In the current 2022 season, the Jaguar Marching Band will be performing shows titled “JMB Back to Broadway” featuring selections from Dear Evan Hansen, Hamilton, Les Miserables, and Wicked as well as “JMB Sing-A-Long”, featuring crowd participation!

==Exhibitions and Community Performances==

The Jaguar Marching Band performs at multiple exhibition and community performances each year. The band performs three to four exhibitions at high school marching band competitions and football games throughout the state and region each fall. In 2012, the Jaguar Marching Band performed at halftime in the New Orleans Super Dome during the New Orleans Saints vs. Atlanta Falcons game. The ensemble also performs in one Mobile Mardi Gras parade each year. Other community performances include the 2010 and 2012 Mobile Veterans' Day Parades, and the 2011 Senior Bowl held in Ladd–Peebles Stadium. The Jaguar Marching Band had a banner year in 2014, including performances at Governor Robert Bentley's 2015 Inauguration as well as the band's first bowl game performance at the inaugural 2014 Raycom Media Camellia Bowl. In addition, the JMB welcomed over 500 students at the 2014 Jaguar Marching Honor Band, the largest attendance at the event since its inception.
In 2021 the Jaguar Marching Band performed at the Trussville Marching Invitational at Hewitt-Trussville High School in Trussville, AL. In 2022, the Jaguar Marching Band is performing at “The Swamp Classic”, at Gautier High School in Gautier, MS.
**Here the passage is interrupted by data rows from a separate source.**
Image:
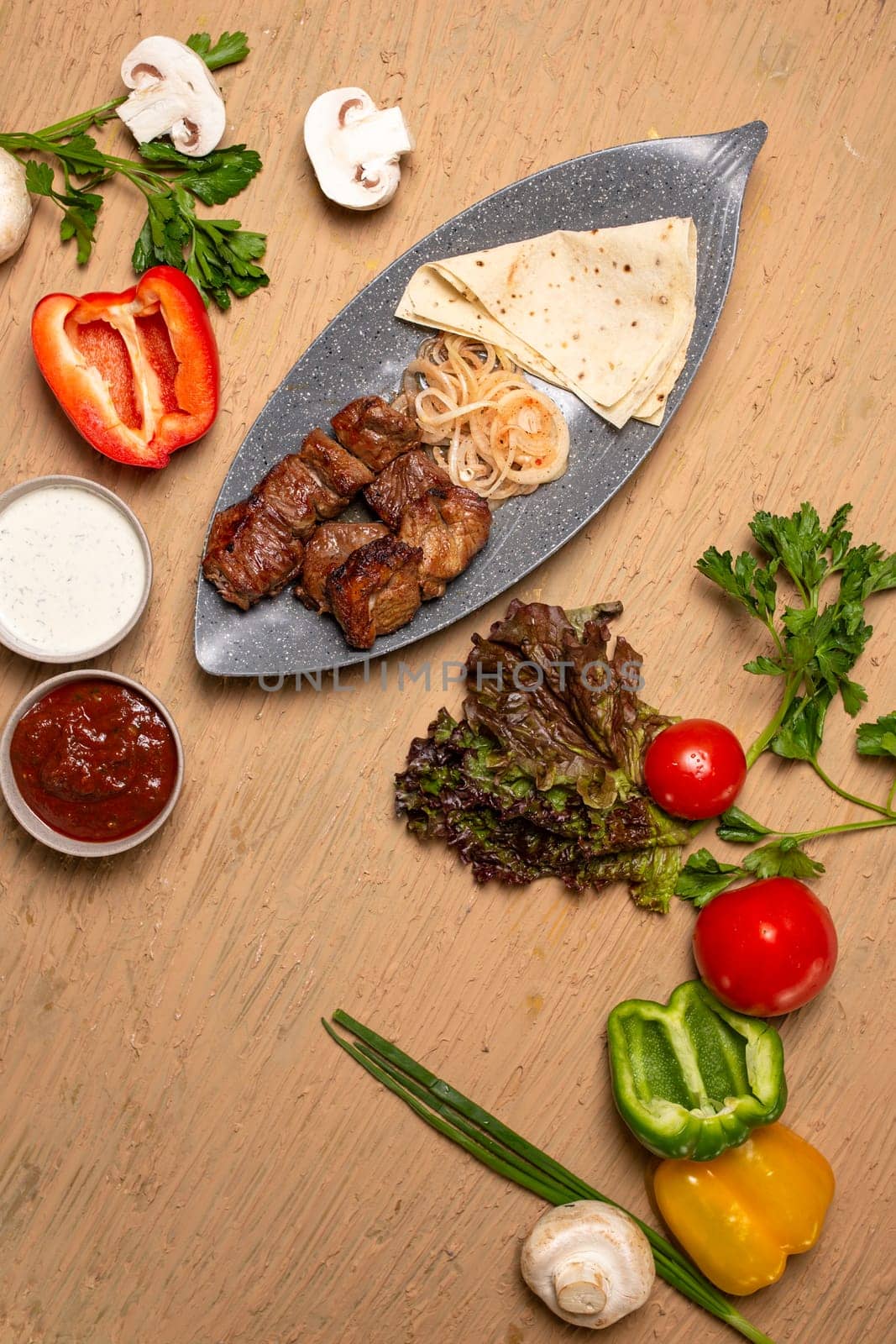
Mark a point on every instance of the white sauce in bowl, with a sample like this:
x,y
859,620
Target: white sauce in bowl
x,y
73,571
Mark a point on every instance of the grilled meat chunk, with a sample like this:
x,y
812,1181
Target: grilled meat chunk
x,y
375,591
251,553
402,481
333,467
291,491
449,524
375,432
329,546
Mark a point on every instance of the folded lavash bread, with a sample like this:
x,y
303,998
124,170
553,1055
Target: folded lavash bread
x,y
605,313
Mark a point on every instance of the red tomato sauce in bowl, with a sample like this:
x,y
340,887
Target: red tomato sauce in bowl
x,y
94,759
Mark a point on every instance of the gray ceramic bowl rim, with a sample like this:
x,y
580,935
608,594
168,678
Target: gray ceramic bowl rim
x,y
36,483
33,823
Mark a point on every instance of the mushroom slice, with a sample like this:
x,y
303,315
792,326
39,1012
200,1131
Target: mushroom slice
x,y
15,206
589,1263
355,148
174,94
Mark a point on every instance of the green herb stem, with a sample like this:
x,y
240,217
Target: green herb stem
x,y
768,732
849,797
512,1156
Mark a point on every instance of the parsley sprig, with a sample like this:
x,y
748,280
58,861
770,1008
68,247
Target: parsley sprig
x,y
217,255
817,632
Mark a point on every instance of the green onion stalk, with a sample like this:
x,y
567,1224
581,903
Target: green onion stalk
x,y
513,1158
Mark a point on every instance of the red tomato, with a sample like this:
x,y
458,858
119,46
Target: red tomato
x,y
768,948
694,769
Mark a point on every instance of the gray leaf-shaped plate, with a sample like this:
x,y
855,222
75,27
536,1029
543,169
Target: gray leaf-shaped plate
x,y
365,349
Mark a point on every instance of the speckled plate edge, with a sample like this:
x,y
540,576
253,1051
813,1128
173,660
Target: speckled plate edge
x,y
277,640
38,483
31,823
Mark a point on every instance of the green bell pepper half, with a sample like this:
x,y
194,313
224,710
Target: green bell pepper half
x,y
692,1079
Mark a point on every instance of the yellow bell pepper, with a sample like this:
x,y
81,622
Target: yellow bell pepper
x,y
741,1215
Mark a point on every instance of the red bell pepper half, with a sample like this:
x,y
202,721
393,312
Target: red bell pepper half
x,y
136,373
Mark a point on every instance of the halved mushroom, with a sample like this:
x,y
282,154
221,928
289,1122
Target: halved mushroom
x,y
355,148
589,1263
172,94
15,206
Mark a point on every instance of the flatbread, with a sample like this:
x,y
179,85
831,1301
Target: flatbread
x,y
605,313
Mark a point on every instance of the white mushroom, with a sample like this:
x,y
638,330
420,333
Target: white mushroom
x,y
15,206
589,1263
172,94
355,148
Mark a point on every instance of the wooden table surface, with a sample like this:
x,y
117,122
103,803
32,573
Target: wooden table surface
x,y
184,1156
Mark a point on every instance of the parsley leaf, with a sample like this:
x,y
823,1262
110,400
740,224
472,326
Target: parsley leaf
x,y
230,49
703,878
782,858
738,827
214,179
217,255
878,738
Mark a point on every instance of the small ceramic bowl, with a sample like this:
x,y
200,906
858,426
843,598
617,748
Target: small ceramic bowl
x,y
90,651
33,823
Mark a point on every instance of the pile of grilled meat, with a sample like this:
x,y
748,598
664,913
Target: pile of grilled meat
x,y
371,575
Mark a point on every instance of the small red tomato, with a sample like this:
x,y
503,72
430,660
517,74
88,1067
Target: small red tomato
x,y
768,948
694,769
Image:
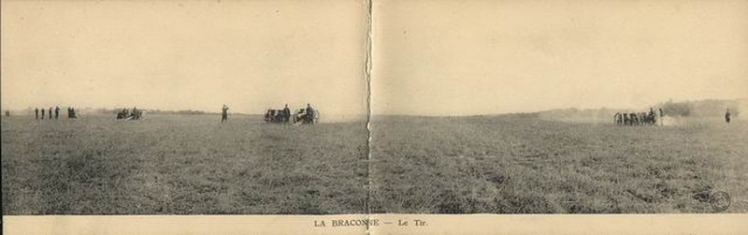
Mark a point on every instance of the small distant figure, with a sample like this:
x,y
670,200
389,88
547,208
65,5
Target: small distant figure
x,y
662,121
71,113
286,114
727,116
224,113
135,114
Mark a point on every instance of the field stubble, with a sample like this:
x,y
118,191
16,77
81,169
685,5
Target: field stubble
x,y
515,164
170,164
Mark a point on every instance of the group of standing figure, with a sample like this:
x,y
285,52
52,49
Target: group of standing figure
x,y
637,119
126,114
305,116
55,111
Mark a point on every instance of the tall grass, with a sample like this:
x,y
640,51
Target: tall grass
x,y
512,164
171,164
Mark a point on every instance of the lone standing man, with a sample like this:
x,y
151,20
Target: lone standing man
x,y
310,114
727,116
662,121
286,114
224,113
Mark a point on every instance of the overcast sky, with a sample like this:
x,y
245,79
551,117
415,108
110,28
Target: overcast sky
x,y
429,58
472,57
251,55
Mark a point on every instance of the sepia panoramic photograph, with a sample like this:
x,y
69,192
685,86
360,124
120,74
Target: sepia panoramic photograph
x,y
374,107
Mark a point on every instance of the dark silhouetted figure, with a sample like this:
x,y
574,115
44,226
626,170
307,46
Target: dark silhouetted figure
x,y
286,114
662,122
71,113
727,116
224,113
310,114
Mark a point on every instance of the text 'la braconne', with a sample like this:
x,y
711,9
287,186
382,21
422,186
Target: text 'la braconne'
x,y
367,222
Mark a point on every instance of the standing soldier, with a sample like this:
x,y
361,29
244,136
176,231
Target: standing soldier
x,y
727,116
224,113
286,114
309,114
662,121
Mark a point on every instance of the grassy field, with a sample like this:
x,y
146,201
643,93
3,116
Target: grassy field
x,y
181,165
523,164
171,164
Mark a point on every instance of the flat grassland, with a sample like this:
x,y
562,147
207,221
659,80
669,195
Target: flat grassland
x,y
181,164
192,164
523,164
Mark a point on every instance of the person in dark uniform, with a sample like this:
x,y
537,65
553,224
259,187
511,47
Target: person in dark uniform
x,y
310,114
224,113
286,114
662,121
727,116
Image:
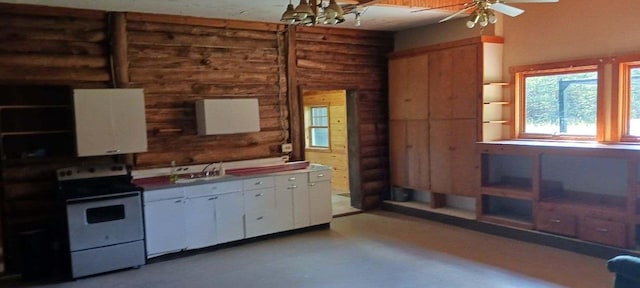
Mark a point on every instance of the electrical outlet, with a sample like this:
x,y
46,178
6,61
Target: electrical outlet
x,y
287,147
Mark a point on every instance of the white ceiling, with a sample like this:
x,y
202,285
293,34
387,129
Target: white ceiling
x,y
382,18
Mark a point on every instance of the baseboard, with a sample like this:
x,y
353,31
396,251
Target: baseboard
x,y
531,236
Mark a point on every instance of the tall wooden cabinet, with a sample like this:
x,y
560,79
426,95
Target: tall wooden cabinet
x,y
436,112
409,121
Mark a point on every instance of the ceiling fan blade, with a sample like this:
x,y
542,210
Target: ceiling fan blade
x,y
506,9
529,1
455,14
440,7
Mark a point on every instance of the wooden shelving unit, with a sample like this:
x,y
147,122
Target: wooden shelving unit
x,y
586,191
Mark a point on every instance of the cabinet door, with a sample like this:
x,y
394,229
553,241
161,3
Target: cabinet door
x,y
454,163
320,202
110,121
201,222
129,123
164,226
398,152
94,130
230,217
417,168
454,83
408,87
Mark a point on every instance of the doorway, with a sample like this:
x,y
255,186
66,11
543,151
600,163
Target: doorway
x,y
326,136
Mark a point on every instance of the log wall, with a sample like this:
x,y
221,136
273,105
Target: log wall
x,y
352,60
178,60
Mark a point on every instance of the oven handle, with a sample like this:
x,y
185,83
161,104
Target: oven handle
x,y
104,197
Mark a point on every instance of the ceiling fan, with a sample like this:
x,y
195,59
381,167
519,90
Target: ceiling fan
x,y
483,10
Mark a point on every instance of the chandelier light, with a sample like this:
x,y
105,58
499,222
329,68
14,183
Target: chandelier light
x,y
314,12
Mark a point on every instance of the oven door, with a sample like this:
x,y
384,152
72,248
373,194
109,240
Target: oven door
x,y
105,220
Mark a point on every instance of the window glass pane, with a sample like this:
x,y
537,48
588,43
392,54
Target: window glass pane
x,y
319,116
320,137
634,102
561,104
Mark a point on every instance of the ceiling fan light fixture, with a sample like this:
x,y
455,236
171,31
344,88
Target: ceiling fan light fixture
x,y
289,16
473,20
303,10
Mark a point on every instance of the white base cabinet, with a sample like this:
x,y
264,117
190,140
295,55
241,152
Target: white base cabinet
x,y
204,215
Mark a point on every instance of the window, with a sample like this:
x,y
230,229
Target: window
x,y
319,127
631,96
559,103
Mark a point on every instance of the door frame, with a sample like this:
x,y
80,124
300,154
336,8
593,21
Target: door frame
x,y
296,109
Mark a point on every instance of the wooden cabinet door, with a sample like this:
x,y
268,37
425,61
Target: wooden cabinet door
x,y
454,163
408,87
417,161
454,83
398,152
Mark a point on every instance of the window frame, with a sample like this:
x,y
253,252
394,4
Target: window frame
x,y
519,74
622,97
310,145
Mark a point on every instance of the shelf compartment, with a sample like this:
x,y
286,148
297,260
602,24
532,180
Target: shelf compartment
x,y
503,172
505,210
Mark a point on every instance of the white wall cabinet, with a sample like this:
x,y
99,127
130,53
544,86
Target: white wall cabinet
x,y
204,215
109,121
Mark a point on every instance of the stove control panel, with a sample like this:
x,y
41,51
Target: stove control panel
x,y
84,172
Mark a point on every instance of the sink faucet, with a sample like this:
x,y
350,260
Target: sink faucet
x,y
216,171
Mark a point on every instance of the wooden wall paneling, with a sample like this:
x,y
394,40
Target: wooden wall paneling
x,y
180,60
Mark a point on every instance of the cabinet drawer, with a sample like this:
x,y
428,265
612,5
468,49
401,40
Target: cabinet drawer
x,y
602,231
163,194
213,189
260,200
290,180
555,222
322,175
258,183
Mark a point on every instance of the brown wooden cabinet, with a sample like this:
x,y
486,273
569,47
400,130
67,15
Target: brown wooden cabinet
x,y
583,190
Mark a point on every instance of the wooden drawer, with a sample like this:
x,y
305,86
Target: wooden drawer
x,y
603,231
322,175
299,180
555,222
260,200
258,183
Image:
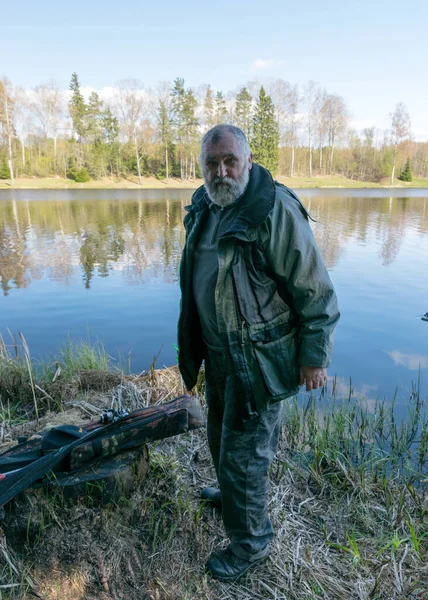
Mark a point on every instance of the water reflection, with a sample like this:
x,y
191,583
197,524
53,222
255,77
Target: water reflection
x,y
143,239
108,262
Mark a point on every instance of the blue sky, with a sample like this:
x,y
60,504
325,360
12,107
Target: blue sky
x,y
373,53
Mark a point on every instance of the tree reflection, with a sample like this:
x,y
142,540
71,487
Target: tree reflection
x,y
142,239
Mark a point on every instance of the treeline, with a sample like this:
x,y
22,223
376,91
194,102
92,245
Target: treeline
x,y
46,132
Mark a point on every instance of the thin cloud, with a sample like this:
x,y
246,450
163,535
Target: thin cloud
x,y
261,64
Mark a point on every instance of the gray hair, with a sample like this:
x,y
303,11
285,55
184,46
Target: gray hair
x,y
216,134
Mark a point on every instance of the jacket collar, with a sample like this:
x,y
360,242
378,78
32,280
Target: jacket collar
x,y
254,206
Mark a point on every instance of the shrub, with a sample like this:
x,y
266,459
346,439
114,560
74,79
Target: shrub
x,y
79,175
4,170
406,173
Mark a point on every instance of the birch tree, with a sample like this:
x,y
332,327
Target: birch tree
x,y
336,117
130,105
244,111
6,120
48,107
311,98
400,131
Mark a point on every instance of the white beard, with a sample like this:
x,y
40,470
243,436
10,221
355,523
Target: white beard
x,y
226,191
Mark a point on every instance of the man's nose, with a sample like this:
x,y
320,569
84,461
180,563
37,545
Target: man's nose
x,y
221,170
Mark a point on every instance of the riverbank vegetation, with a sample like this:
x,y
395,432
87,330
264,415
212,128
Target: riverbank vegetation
x,y
129,133
348,497
174,183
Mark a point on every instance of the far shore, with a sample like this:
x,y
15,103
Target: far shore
x,y
336,181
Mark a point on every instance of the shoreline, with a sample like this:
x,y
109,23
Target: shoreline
x,y
151,183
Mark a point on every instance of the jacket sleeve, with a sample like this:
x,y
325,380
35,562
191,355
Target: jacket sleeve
x,y
296,262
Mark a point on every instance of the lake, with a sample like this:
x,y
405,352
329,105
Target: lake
x,y
105,263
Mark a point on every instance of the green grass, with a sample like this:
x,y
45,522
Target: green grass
x,y
34,386
348,501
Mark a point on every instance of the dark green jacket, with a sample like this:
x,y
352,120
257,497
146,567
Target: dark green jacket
x,y
276,306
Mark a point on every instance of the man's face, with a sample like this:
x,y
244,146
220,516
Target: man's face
x,y
226,170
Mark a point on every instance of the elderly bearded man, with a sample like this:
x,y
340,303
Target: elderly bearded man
x,y
259,307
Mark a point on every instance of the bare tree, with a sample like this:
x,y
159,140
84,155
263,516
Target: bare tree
x,y
287,101
131,101
6,119
400,131
336,116
48,107
311,103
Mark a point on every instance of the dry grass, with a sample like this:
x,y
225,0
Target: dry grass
x,y
343,531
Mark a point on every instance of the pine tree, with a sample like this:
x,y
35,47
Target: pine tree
x,y
243,111
406,173
220,109
184,106
94,118
209,109
110,125
265,133
77,108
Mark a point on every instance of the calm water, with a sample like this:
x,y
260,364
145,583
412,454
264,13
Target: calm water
x,y
106,262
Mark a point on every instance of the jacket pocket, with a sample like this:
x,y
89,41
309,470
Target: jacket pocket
x,y
277,360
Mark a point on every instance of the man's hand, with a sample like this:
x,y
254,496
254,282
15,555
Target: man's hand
x,y
314,377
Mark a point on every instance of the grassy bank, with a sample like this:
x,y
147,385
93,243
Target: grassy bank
x,y
153,183
348,499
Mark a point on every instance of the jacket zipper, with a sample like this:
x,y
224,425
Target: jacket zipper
x,y
214,235
243,324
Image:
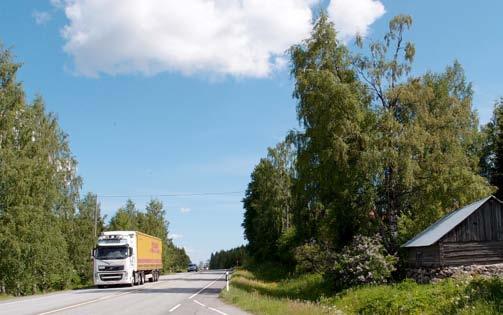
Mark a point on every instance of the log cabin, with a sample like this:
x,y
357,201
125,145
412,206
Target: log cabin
x,y
472,235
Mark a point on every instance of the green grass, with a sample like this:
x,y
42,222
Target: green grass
x,y
5,296
309,294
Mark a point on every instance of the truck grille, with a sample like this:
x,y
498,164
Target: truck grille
x,y
111,277
114,268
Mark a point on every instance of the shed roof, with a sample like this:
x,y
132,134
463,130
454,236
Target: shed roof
x,y
443,226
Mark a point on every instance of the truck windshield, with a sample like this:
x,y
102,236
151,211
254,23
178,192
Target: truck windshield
x,y
111,252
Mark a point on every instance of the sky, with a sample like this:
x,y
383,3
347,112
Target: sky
x,y
179,97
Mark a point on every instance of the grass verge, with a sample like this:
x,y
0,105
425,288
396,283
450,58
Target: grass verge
x,y
308,294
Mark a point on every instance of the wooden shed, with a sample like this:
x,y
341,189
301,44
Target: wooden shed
x,y
467,236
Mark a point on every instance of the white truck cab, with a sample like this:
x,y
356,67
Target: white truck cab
x,y
116,259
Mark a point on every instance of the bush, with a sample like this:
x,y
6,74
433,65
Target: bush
x,y
312,258
364,261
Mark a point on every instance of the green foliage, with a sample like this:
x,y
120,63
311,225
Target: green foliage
x,y
268,203
125,218
38,191
332,189
426,138
364,261
83,237
312,258
491,161
478,296
380,151
226,259
310,291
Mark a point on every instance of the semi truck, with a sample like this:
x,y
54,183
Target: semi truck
x,y
126,257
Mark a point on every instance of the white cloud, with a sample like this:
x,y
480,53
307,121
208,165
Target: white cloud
x,y
353,17
222,37
41,17
185,210
175,236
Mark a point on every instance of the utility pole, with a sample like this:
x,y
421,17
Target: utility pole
x,y
96,217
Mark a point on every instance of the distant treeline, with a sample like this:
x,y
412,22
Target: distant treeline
x,y
382,153
47,230
226,259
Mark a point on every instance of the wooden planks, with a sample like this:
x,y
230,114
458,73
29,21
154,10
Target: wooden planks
x,y
470,253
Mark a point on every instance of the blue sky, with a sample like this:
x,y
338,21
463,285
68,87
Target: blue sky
x,y
147,121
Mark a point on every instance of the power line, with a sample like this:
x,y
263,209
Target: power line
x,y
173,195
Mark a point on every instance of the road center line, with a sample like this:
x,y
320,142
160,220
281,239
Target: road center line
x,y
87,302
218,311
195,294
196,301
106,297
174,307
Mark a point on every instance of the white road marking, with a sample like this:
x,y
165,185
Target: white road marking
x,y
87,302
218,311
34,298
175,307
196,301
195,294
95,300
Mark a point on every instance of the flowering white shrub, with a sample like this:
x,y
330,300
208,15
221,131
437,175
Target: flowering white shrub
x,y
364,261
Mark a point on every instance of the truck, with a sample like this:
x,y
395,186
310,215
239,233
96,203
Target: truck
x,y
126,257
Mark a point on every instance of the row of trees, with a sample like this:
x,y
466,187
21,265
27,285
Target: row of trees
x,y
226,259
379,152
46,229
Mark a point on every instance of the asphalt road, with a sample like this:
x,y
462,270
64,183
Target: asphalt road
x,y
182,293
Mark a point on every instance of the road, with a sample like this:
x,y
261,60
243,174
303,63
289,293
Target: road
x,y
182,293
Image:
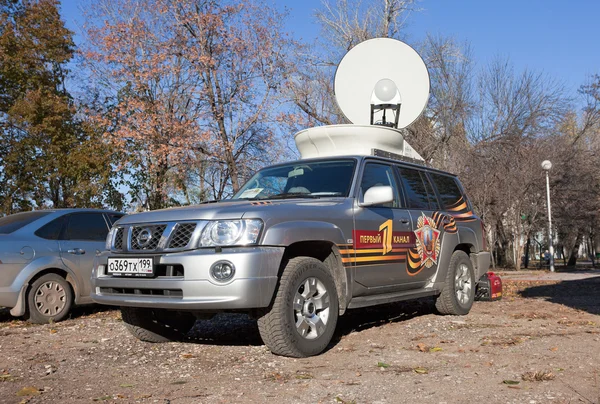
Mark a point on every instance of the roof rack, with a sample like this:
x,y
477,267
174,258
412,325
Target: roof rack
x,y
394,156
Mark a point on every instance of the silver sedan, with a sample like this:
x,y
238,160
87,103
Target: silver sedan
x,y
46,259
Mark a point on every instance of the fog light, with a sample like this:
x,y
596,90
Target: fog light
x,y
222,271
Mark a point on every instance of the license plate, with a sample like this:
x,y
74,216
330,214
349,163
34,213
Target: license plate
x,y
143,266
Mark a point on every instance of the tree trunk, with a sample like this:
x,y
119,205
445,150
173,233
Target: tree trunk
x,y
574,251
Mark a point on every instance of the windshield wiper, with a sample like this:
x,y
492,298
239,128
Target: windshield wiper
x,y
294,195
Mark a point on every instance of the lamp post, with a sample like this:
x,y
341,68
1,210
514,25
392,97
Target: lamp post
x,y
547,165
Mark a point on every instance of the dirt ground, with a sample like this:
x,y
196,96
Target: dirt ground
x,y
540,344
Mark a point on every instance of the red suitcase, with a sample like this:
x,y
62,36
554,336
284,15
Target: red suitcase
x,y
489,287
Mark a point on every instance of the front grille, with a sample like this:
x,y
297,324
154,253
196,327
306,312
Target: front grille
x,y
152,233
172,293
119,238
182,235
146,238
169,270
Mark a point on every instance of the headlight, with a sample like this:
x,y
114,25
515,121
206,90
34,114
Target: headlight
x,y
111,233
231,232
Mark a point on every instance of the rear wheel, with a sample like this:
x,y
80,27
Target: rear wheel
x,y
303,317
49,298
155,325
459,291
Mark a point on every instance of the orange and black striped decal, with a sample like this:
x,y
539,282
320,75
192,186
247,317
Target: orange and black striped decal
x,y
460,211
372,256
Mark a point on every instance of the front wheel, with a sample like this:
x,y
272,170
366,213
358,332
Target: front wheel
x,y
49,299
459,291
155,325
303,317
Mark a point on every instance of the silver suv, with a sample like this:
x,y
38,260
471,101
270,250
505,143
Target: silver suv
x,y
296,247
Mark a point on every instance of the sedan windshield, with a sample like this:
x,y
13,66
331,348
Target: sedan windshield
x,y
300,180
11,223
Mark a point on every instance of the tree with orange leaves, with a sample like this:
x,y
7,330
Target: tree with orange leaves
x,y
193,87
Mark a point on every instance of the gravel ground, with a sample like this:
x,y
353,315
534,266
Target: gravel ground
x,y
540,344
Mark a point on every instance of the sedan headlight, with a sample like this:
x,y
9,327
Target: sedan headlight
x,y
231,232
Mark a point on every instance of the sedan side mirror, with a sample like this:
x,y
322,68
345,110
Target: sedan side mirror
x,y
378,195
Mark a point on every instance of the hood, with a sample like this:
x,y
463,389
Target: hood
x,y
234,209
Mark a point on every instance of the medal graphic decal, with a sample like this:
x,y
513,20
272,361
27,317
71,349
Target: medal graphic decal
x,y
428,245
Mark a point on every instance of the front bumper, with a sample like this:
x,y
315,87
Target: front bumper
x,y
252,286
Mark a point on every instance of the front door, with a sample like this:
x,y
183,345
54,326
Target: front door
x,y
84,235
382,237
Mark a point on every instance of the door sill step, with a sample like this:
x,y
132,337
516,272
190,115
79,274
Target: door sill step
x,y
372,300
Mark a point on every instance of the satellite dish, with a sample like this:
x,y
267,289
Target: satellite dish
x,y
382,74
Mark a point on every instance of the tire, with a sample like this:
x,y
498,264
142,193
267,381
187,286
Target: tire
x,y
303,316
49,299
459,291
155,325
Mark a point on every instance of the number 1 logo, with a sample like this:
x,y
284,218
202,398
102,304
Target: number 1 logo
x,y
386,227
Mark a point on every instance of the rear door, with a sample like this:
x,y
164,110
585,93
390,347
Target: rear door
x,y
84,235
424,209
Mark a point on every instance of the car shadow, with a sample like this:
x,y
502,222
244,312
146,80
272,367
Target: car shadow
x,y
581,294
241,330
76,312
226,329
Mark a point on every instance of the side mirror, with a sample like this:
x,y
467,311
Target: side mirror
x,y
378,195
== South Alabama Marching Band Championships==

The Jaguar Marching Band hosts a competition open to all schools around the region. This competition utilizes a 10-person adjudication panel, with judges on and off the field. Up to 30 bands compete yearly.

==Recordings==
Each season, the Jaguar Marching Band produces a CD recording highlighting halftime productions, school songs and cheers, and the traditional pre-game show. This recording is given away as a recruiting and promotional item to fans, alumni, and potential members. In 2012, the band released its fourth annual highlights CD, "Celebrating 50 Years," to mark the 50th anniversary of the University of South Alabama. In February 2013, at the request of the DevMusic Company, the band recorded that publisher's demo catalogue, to be distributed to thousands of schools and websites in the United States and the Netherlands.